Ключи звякнули в руке, не желали попадать в замочную скважину. Дверь щелкнула, провалилась внутрь — не была заперта. Жена открыла, услышав, как он завозился на площадке. Он посмотрел на нее с тревогой, но увидел совсем не то, что ожидал. Ни мокрых ручьев по щекам, ни растрепанных волос, ни дрожащих губ. Она была спокойна, но это спокойствие было каким-то растерянным, удивленным, словно она сама от себя не ожидала такого состояния.
— Что? — спросил он с порога, вкладывая в это слово все возможные вопросы.
— Все хорошо, — с некоторым сомнением в голосе ответила жена.
— То есть? — он уронил куртку на пол.
— Все прошло.
— Когда? — он яростно содрал с ног кроссовки.
— Да вот несколько минут назад. Странно как-то. Как рукой сняло.
— Где она? — спросил, и сразу стало стыдно.
— Спит, — ничуть не удивившись, ответила жена.
Он подошел к плотно закрытой двери в детскую. Прохладная ручка обожгла разгоряченную ладонь. Чуть толкнул, мягко приоткрыл щелочку. В сумраке темнела головка на подушке. Он прошел осторожно, приблизился, наклонился. Медленное, чуть слышное сопение яснее слов говорило о крепком и здоровом сне малышки. Он потянул руку, легонько коснулся лба, шевельнул пушистую челку. Лоб был сухой и совсем не жаркий.
2007 г.
Чутьё
В жаркий майский день все норовят сбежать из школы как можно быстрее.
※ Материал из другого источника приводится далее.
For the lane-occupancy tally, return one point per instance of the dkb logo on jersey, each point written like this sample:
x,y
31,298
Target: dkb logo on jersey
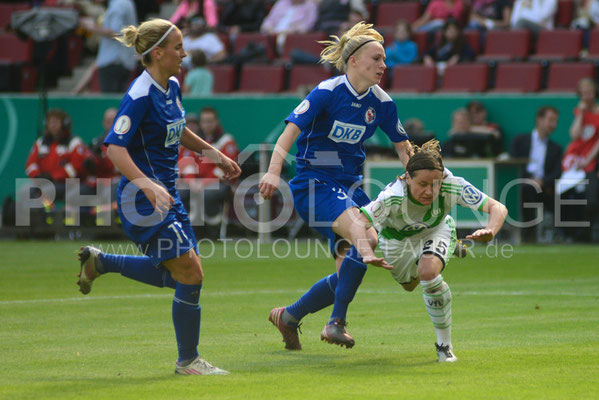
x,y
173,132
471,195
346,133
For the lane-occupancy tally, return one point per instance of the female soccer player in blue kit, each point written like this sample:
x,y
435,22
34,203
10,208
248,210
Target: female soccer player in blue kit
x,y
331,125
144,145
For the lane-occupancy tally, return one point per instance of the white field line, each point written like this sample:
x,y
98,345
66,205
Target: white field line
x,y
208,293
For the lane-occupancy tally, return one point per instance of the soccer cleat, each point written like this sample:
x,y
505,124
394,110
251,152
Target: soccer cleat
x,y
445,353
289,333
88,257
199,366
460,250
336,333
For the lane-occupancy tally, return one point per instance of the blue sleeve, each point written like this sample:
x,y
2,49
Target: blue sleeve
x,y
391,124
304,114
130,115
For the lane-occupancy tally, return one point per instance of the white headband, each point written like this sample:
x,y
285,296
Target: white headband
x,y
159,40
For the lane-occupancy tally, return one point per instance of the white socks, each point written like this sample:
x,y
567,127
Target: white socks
x,y
437,300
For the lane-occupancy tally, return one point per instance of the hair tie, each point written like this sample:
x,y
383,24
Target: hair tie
x,y
356,49
159,40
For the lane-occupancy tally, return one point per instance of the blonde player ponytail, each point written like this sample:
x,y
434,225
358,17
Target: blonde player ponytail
x,y
338,50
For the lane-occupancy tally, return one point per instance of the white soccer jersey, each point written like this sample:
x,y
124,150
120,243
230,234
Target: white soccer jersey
x,y
396,215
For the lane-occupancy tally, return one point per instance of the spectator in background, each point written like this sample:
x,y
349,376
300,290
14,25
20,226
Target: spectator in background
x,y
490,14
243,16
581,155
198,37
403,50
542,168
115,62
199,81
189,9
289,16
452,49
437,13
534,15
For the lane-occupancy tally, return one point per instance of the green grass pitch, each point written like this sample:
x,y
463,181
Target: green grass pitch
x,y
524,327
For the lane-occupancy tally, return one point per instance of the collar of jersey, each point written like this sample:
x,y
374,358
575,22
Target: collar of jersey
x,y
158,85
353,91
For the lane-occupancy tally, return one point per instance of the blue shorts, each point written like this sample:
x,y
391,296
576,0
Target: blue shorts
x,y
320,200
159,236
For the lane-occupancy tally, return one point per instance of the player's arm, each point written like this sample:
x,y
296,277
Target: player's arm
x,y
270,182
404,151
497,213
158,195
195,143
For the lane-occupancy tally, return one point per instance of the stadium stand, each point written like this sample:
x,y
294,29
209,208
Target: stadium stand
x,y
518,77
465,78
262,78
563,77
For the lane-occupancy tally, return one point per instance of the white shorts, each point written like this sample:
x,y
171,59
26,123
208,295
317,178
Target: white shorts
x,y
404,254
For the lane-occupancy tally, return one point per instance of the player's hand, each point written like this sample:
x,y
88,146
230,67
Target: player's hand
x,y
481,235
269,184
229,167
377,262
159,197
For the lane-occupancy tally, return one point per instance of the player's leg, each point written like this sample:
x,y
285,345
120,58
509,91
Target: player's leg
x,y
140,268
436,292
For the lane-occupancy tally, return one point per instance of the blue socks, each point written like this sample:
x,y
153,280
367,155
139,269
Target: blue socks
x,y
321,295
350,276
187,315
138,268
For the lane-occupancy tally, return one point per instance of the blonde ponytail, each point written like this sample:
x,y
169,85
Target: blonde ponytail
x,y
338,50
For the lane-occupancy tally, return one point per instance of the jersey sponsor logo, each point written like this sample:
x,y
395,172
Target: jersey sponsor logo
x,y
302,107
173,132
342,132
122,125
370,115
471,195
400,128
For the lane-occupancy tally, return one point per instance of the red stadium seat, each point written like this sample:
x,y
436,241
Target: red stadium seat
x,y
558,44
14,50
506,45
518,77
244,39
564,77
6,11
564,14
465,78
261,78
308,75
389,13
224,78
307,42
414,78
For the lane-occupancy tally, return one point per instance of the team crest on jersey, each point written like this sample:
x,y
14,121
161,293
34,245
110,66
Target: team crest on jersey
x,y
302,107
173,132
342,132
122,125
370,115
471,195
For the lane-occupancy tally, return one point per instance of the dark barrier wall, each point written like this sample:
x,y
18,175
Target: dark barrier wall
x,y
261,119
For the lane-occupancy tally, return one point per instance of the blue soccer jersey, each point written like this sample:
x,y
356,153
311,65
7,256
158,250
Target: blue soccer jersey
x,y
335,121
149,123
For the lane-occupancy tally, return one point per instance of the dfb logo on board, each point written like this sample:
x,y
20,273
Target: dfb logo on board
x,y
342,132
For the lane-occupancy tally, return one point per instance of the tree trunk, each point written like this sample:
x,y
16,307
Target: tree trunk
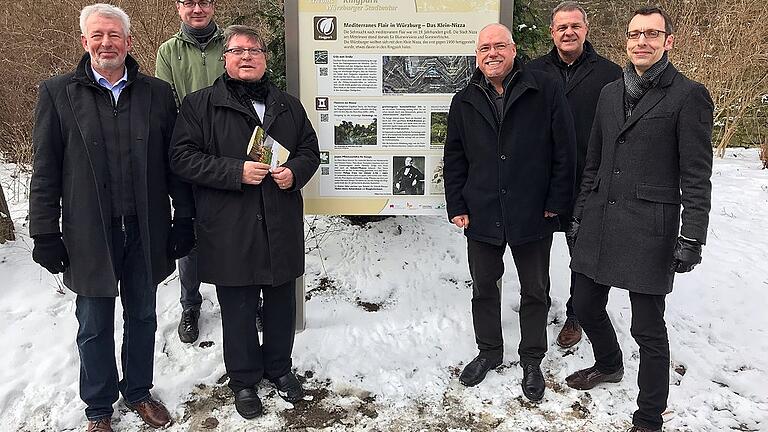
x,y
6,224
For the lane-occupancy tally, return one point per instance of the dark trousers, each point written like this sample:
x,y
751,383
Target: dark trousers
x,y
486,265
246,360
190,283
649,331
99,385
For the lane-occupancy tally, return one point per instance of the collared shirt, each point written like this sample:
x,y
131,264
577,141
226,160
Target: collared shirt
x,y
496,97
117,88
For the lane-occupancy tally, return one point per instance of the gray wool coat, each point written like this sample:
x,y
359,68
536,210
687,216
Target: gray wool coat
x,y
639,173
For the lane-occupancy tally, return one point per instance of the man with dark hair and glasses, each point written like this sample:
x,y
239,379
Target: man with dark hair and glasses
x,y
509,171
584,73
649,154
189,61
250,221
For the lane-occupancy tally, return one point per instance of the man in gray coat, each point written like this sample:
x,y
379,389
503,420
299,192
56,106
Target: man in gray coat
x,y
649,153
101,171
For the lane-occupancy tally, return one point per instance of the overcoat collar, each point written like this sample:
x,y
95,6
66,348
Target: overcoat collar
x,y
274,105
646,103
83,94
588,59
516,87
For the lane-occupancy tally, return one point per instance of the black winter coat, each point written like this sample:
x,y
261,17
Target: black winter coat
x,y
582,91
504,176
638,173
70,178
247,234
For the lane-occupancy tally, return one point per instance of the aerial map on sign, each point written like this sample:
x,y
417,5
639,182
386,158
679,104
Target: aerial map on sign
x,y
426,74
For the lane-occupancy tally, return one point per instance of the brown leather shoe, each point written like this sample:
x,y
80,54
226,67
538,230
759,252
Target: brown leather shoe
x,y
153,412
586,379
103,424
570,334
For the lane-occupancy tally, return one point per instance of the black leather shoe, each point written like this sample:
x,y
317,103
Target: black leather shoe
x,y
533,382
289,388
474,372
188,329
248,404
586,379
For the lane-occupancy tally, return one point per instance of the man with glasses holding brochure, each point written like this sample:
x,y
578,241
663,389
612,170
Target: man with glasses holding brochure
x,y
249,218
189,61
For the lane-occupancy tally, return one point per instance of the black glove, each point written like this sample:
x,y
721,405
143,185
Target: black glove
x,y
686,255
182,237
49,251
572,232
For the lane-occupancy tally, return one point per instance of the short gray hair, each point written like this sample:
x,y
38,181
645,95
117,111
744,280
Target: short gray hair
x,y
241,30
105,10
568,6
505,28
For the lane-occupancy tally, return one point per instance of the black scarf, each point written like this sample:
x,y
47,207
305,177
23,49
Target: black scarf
x,y
248,92
202,36
635,86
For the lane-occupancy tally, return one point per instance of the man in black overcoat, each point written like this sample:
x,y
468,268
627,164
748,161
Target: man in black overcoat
x,y
584,73
650,154
99,209
250,215
509,171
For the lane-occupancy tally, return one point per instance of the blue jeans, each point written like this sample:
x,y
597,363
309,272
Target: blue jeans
x,y
99,385
190,283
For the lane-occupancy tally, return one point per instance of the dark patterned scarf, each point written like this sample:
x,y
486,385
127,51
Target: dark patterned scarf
x,y
635,86
201,36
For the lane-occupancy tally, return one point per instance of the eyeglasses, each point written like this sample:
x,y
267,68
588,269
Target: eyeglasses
x,y
189,4
501,46
649,34
241,51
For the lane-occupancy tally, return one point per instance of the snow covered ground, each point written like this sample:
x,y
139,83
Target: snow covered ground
x,y
389,329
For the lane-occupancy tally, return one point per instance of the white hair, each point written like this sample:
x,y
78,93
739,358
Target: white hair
x,y
105,10
506,29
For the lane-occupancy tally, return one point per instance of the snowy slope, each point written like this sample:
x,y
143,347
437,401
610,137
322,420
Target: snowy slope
x,y
389,329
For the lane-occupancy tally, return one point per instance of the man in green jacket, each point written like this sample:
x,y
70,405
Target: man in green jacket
x,y
190,61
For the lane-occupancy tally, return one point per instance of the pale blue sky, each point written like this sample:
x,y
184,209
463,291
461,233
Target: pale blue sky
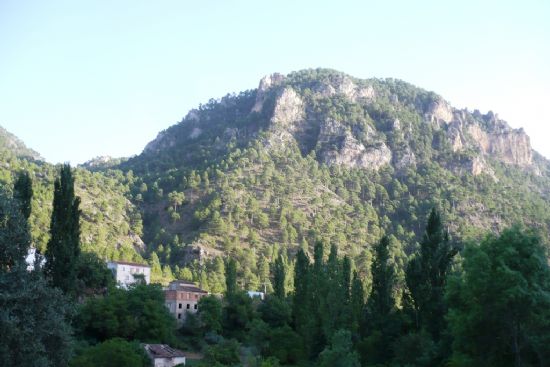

Едва успокоится эхо звонка в коридорах, а из главного входа уже вырывается на волю лавина галдящей ребятни. Вот и сейчас, спустя всего пять минут, в школьном дворе уже почти никого не осталось.
Назар стоит на крыльце школы, глаза зажмурены, крепко сжатые кулаки прячутся в карманах джинсов. Солнце бьет в лицо, горячит щеки. Назар изо всех сил делает вид, что стоять вот так, загорать и никуда не тропиться после занятий — самое важное дело в его жизни. Однако это не так, и мелкий влажный бисер, покрывающий лоб, вызван вовсе не жарой.
Назар напуган. Напуган настолько, что еще чуть-чуть, и кулаки брызнут кровью — так сильно врезались ногти в ладони.
Он мог бы найти рукам применение. Например, заткнуть уши. Или зажать нос. Вот только выглядеть это будет, прямо скажем, непонятно для окружающих, да и смысла особенного нет. Прошлые попытки ослабить ощущения ни к чему не привели, а возможности усмирить осязание и вкус у Назара сейчас нет. Так что все равно получилась бы полумера. Лучше уж постараться не привлекать к себе внимание и просто перетерпеть.